Aku hanya ber o ria mendengar penjelasannya.

"Lalu apa maksud kedatangan anda ke sini, Pak?" Kurasa aku sudah tak bisa lagi berbasa basi. Aku sangat penasaran untuk apa informan external zio menyambangi kediamanku. Apa ia tak tahu jika zio sudah tiada? Ah, rasanya mustahil jika seorang informan bahkan tak tahu perihal informasi sepenting ini. Jadi bisa dipastikan jika dia tahu kalau zio baru saja meninggal.

"Saya hanya ingin mengucapkan duka cita."

"Oh ... saya bahkan tak menawari anda masuk. Silahkan masuk dulu, Pak."

"Tak usah, saya hanya sebentar. Saya cuma ingin memberikanmu ini." Ia menyerahkan sebuah amplop tebal padaku. "Saya memiliki hutang padanya dan saya ingin mengembalikannya."

"Tapi ...."

"Terima saja. Yang tahu jumlah uangnya hanya zio-mu. Itu bahkan belum seluruhnya. Nanti akan ku transfer berkala. Oh ya, saya juga ingin memperingatkanmu untuk berhati-hati dengan orang asing."

"Maksud anda, Pak?"

"Jaga dirimu baik-baik. Di dalamnya ada ponsel dan sudah ada nomorku. Kau bisa menghubungiku jika butuh bantuan apapun."

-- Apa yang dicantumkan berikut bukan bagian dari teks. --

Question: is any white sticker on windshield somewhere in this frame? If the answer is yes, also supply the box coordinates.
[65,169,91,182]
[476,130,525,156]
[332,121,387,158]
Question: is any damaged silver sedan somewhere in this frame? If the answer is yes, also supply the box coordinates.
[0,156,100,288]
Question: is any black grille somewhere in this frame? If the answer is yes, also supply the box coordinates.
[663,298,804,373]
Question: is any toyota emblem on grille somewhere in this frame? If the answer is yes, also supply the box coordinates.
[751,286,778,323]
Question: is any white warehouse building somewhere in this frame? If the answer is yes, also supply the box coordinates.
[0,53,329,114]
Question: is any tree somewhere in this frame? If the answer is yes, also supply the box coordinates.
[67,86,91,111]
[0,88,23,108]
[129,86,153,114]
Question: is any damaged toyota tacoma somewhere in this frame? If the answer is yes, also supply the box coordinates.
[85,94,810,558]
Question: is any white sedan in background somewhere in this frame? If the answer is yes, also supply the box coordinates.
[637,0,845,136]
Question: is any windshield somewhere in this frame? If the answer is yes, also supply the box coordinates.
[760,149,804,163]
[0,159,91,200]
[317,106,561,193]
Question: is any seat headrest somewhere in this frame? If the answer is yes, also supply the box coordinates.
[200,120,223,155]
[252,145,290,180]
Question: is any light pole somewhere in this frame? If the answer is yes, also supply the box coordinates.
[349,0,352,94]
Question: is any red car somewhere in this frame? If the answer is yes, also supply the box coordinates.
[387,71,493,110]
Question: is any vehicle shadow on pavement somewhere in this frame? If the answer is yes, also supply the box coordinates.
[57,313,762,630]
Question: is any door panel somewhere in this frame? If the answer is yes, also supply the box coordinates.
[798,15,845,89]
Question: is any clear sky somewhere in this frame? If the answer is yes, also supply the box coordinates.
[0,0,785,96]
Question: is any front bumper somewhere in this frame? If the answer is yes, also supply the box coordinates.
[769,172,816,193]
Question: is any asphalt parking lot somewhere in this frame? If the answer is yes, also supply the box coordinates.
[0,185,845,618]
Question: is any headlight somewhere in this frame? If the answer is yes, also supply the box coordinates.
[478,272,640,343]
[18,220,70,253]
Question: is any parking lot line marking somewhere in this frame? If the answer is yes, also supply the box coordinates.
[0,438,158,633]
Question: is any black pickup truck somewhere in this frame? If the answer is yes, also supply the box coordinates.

"Maaf, saya tidak bisa menerima ponsel yang anda berikan. Saya bahkan tak tahu nama anda."

"Saya Endrico. Dan Ardhy mengenal saya dengan baik. Jadi saya harap kamu percaya pada saya." Aku melihat-lihat amplop tebal berisi ponsel dan uang yang aku rasa cukup banyak jumlahnya.

"Maaf saya harus pergi sekarang. Jaga dirimu baik-baik dan ingat! Hubungi saja jika kau membutuhkan bantuan." Ia memperingatkanku, kemudian berlalu pergi.

Aku masih bingung, dan membiarkan dia pergi bergitu saja.

"Siapa?" Suara Haidar benar-benar mengagetkanku, aku segera menoleh ke arahnya.

"Seseorang yang memberikan ini padaku." Aku menunjukan sebuah amplop yang baru saja kudapatkan.

"Seseorang siapa?"

"Entahlah, dia mengaku kalau ia adalah rekan kerja zio."

"Menarik. Lalu apa isi amplop itu?"

"Uang dan ponsel," kataku masih dengan suara datar. Aku berbalik lalu berjalan ke arah meja makan tempat Fino dan Griz.

"Uang? Ponsel? Kau menerima itu semua dari orang asing?"

"Ada apa?" tanya Griz.

"Seseorang baru saja memberikannya ponsel dan uang tunai," ujar Haidar memberitahu Griz dan Fino.

"Apa itu benar?" Griz memastikaan.

Aku mengangguk untuk mengiyakan.

"Apa kau tak khawatir jika pria itu orang jahat?"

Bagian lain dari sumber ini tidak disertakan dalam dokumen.